No one blames the coroner for a homicide that he examines; people hold the killer accountable. Likewise, we shouldn’t castigate the actuaries for the funded status of the CTPF – the real villains are the legislators in Springfield. About ten years ago they enacted a new minimum funding provision in the Illinois Pension Code, which sets minimum funding standards for public pension plans in Illinois. However, this requirement is absurdly weak. It requires contributions to be calculated so that a plan will become 90% funded by 2045. But the funding method in the statute is the Projected Unit Credit method, which usually recognizes costs slower than the Entry Age Normal method that the GASB requires for accounting. And the statute also allows unfunded amounts to be amortized as a level percent of payroll, which does not even cover interest on the Unfunded Actuarial Liability in the early years. Using the latest CTPF actuarial report as an example, Normal Cost plus interest on the Unfunded Actuarial Liability is about $1,068M, compared to the expected employer contribution (on page v) of $635M plus employee contributions of $195M (on page 34). And what is the reason that the target is only 90% instead of 100%, other than a 90% target allows lower contributions than 100% would require?
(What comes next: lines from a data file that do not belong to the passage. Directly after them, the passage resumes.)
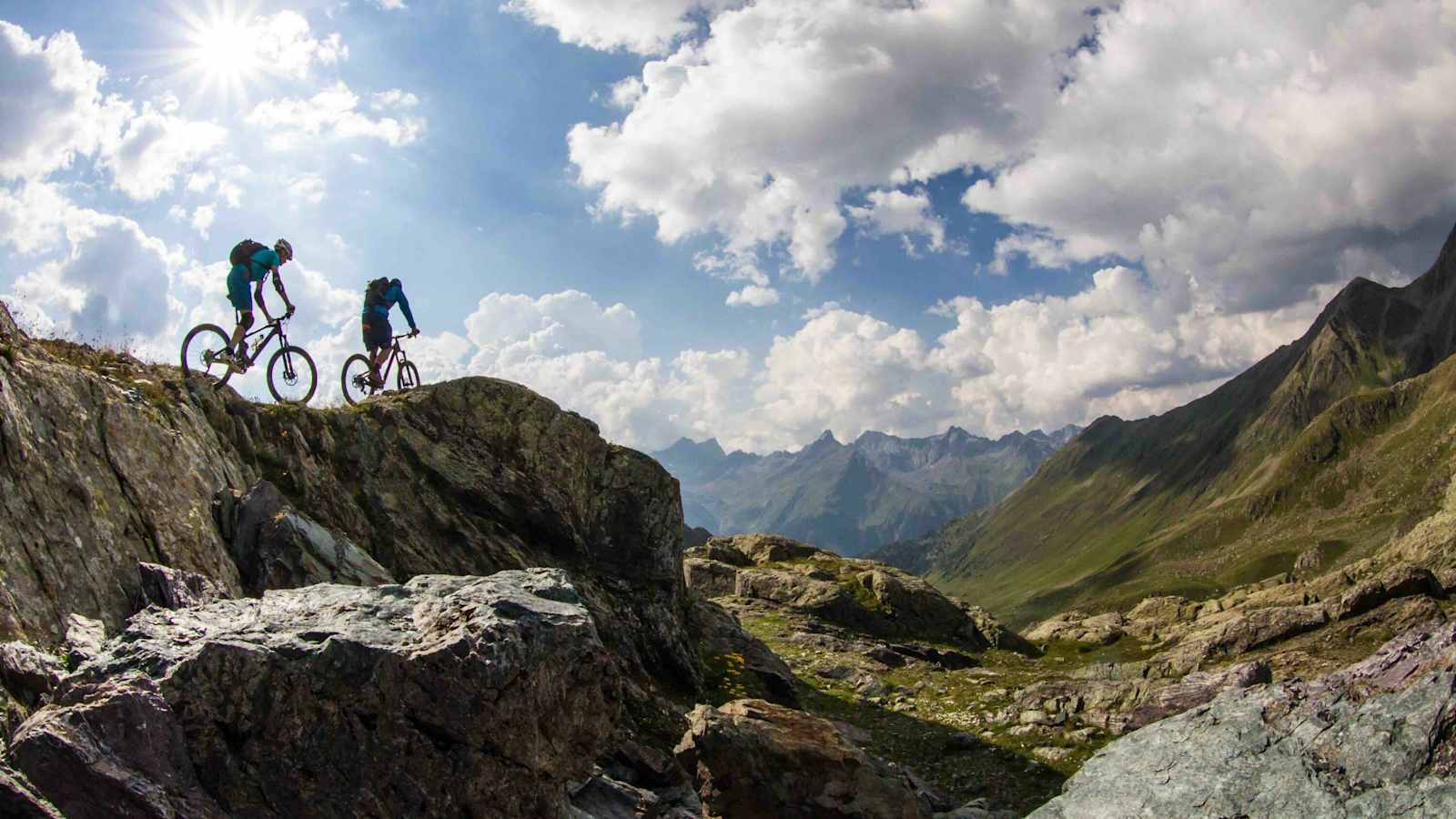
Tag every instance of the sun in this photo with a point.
(220, 48)
(225, 50)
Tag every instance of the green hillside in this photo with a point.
(1334, 440)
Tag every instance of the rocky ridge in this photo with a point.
(334, 702)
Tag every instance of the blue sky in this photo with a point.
(752, 220)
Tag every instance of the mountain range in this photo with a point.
(858, 496)
(1325, 450)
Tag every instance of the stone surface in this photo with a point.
(1077, 627)
(426, 698)
(859, 595)
(710, 577)
(1196, 690)
(753, 760)
(175, 589)
(720, 634)
(18, 799)
(89, 493)
(84, 639)
(466, 477)
(1360, 742)
(277, 547)
(28, 673)
(1401, 581)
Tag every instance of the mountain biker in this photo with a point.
(259, 264)
(379, 298)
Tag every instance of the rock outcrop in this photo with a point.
(111, 462)
(859, 595)
(175, 589)
(754, 760)
(446, 695)
(1370, 741)
(277, 547)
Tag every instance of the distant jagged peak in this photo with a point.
(826, 439)
(689, 446)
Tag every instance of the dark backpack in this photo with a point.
(244, 252)
(375, 292)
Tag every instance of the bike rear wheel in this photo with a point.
(291, 375)
(200, 353)
(408, 376)
(356, 379)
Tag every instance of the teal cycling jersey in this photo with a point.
(259, 264)
(395, 295)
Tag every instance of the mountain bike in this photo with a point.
(356, 378)
(291, 375)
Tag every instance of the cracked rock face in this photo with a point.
(111, 462)
(1369, 741)
(441, 697)
(277, 547)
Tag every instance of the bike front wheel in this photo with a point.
(291, 375)
(203, 350)
(356, 379)
(408, 376)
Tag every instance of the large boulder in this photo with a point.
(1401, 581)
(753, 760)
(1077, 627)
(441, 697)
(98, 477)
(749, 661)
(1370, 741)
(466, 477)
(710, 577)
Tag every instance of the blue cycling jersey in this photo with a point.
(393, 296)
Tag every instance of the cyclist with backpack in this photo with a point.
(379, 336)
(252, 261)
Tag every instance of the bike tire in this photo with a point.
(408, 376)
(200, 339)
(308, 370)
(353, 394)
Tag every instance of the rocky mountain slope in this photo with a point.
(128, 487)
(460, 601)
(1340, 439)
(858, 496)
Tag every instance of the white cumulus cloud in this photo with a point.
(335, 114)
(647, 26)
(753, 296)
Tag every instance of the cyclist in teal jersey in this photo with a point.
(257, 270)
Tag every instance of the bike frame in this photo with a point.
(397, 351)
(273, 329)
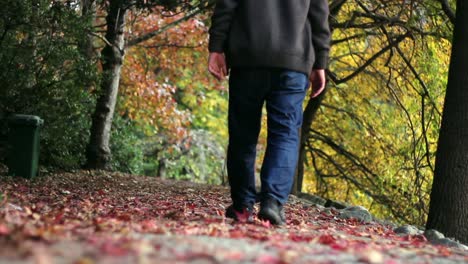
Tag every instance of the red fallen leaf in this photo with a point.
(243, 217)
(340, 245)
(299, 238)
(113, 249)
(267, 259)
(326, 239)
(58, 218)
(444, 251)
(125, 217)
(265, 223)
(236, 234)
(4, 230)
(236, 256)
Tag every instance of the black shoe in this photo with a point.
(272, 210)
(243, 214)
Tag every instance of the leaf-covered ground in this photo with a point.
(102, 217)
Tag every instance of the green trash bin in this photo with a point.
(23, 141)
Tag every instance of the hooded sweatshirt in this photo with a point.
(290, 34)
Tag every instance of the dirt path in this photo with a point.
(100, 217)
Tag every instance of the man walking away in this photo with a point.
(273, 48)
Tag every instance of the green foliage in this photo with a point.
(199, 158)
(126, 146)
(44, 73)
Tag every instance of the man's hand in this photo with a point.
(317, 78)
(217, 65)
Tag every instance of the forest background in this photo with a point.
(369, 140)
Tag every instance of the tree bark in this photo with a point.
(448, 210)
(88, 11)
(98, 151)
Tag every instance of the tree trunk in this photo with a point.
(448, 211)
(98, 151)
(309, 116)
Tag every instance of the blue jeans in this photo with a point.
(284, 92)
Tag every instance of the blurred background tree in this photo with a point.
(369, 140)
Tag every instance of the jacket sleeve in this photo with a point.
(318, 17)
(220, 24)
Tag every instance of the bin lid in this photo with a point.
(25, 120)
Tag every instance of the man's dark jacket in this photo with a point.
(290, 34)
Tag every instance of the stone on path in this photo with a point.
(358, 212)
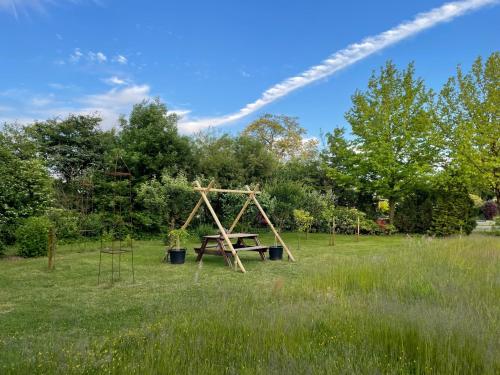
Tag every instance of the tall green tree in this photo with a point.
(25, 187)
(283, 135)
(469, 114)
(235, 161)
(70, 146)
(151, 142)
(393, 132)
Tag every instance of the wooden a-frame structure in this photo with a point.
(224, 233)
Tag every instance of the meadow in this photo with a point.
(391, 304)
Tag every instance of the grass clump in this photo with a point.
(380, 305)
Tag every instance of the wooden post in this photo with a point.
(290, 256)
(221, 228)
(243, 209)
(357, 238)
(196, 208)
(51, 248)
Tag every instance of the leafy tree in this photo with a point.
(70, 146)
(283, 135)
(168, 201)
(234, 161)
(25, 186)
(303, 220)
(393, 128)
(287, 195)
(470, 120)
(340, 163)
(152, 144)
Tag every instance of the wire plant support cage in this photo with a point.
(116, 238)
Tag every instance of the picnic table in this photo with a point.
(214, 245)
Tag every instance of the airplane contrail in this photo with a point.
(342, 59)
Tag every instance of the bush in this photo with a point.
(32, 237)
(453, 212)
(66, 223)
(346, 221)
(203, 230)
(489, 210)
(414, 213)
(91, 225)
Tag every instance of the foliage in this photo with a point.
(168, 201)
(453, 211)
(303, 220)
(32, 237)
(66, 223)
(283, 135)
(70, 146)
(151, 143)
(414, 212)
(25, 186)
(91, 224)
(234, 161)
(346, 221)
(203, 230)
(287, 195)
(393, 128)
(468, 113)
(375, 302)
(489, 210)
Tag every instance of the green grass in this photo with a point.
(380, 305)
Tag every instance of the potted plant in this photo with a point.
(175, 253)
(275, 251)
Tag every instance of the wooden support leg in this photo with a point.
(195, 209)
(202, 249)
(290, 256)
(221, 229)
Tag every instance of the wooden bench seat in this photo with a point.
(212, 251)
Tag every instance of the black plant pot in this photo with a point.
(176, 256)
(276, 252)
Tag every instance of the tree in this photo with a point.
(25, 186)
(234, 161)
(468, 108)
(70, 146)
(283, 135)
(152, 144)
(394, 133)
(304, 221)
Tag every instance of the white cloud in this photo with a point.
(344, 58)
(120, 59)
(76, 55)
(96, 56)
(115, 81)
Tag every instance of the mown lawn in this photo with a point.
(380, 305)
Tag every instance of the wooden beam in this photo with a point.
(216, 190)
(196, 208)
(242, 211)
(221, 228)
(290, 256)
The decline in funded status roughly parallels the enactment of the 90% funding target in the Illinois Pension Code. Exhibit II of the report (on page 35) shows CTPF was about 80% funded in 2006 and is 53% funded in 2015.
But wait, there’s more. Exhibit 3 of the GASB 67 portion of the report (on page 54) compares the contributions that were actually made in the last ten years to the Actuarially Determined Contributions in each of those years. No one should be surprised that the plan sponsor contributed about $2B less than the Actuarially Determined Contributions over the last ten years. If the Actuarially Determined Contributions had been made during this period and earned the annual interest rates of the fund shown in Chart 10 (on page 8), there would be approximately another $3B in the fund, raising the Funded Status to around 68%. Still not good, but better than 53%!
You might ask, “What are the actuaries saying about this situation?” Page 3 of their report contains this statement, “The methods mandated by the Illinois Pension Code are inadequate to appropriately fund CTPF.” They also make the following statement on page ii, “Compared to the actuarially determined contribution of $749,796,517, the contribution deficiency is $114,726,517 as of July 1, 2015. Each year there is a contribution deficiency leads to an increased deficiency in all future years.” While the actuaries cannot force the plan sponsor to adequately fund the CTPF, they do tell the plan sponsor (and the public) that the Illinois Pension Code funding requirement produces inadequate contributions.
What else can the current actuaries do? If they resign, another actuarial firm would be all too happy to get a new client.
The politicians in Springfield are the real villains in this story, not the actuaries. The politicians kicked the can down the road ten years ago, and they continue to allow public pension plan sponsors in Illinois to inadequately fund their plans.